The PostgreSQL UNION
clause is used to combine the results of two or more SELECT
statements without returning any duplicate rows.
The basic rules to combine two or more queries using the UNION
join are as follows:
The number and order of columns of all queries must be the same
The data types of the columns on involving table in each query must be same or compatible
Usually, the returned column names are taken from the first query
By default, the UNION
join behaves like DISTINCT
, that is, eliminates the duplicate rows; however, using the ALL
keyword with the UNION
join returns all rows, including the duplicates, as shown in the following example:
SELECT <column_list> FROM table WHERE condition GROUP BY <column_list> [HAVING ] condition UNION SELECT <column_list> FROM table WHERE condition GROUP BY <column_list> [HAVING ] condition ORDER BY column list;
The queries are all executed independently, but their output is merged. The Union operator may place rows in the first query, before, after, or in between the rows in the result set of the second query. To sort the records in a combined result set, you can use ORDER BY
.
Let's consider an example where you combine the data of customers belonging to two different sites.

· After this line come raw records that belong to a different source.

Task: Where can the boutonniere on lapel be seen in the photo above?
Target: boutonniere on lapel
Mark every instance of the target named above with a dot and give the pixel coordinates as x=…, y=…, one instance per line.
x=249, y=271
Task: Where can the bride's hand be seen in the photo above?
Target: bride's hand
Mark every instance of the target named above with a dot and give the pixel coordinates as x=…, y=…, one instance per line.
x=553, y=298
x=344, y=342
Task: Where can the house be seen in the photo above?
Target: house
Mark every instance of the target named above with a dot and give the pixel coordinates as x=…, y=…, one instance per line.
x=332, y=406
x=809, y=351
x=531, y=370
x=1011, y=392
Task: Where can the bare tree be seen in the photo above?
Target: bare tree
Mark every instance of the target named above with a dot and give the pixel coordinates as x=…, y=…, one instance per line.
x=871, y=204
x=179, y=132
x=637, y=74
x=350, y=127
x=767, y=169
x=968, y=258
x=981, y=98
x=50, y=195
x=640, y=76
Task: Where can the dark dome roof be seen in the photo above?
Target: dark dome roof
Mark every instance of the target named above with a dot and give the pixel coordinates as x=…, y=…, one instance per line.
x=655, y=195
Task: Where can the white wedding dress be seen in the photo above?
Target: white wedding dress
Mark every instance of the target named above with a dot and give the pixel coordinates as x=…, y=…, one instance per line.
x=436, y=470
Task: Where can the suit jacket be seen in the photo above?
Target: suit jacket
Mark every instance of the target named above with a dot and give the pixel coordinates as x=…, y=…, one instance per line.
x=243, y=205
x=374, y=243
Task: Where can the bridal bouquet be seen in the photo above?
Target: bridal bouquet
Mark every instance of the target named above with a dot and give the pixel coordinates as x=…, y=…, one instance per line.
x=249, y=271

The table structure of both the tables is the same, but they have data of the customers from two different sites:
SELECT customer_id,customer_name,location_id FROM customer_site1 UNION SELECT customer_id,customer_name,location_id FROM customer_site2 ORDER BY customer_name asc;
Both the SELECT
queries would run individually, combine the result set, remove the duplicates (as we are using UNION
), and sort the result set according to the condition, which is customer_name
in this case.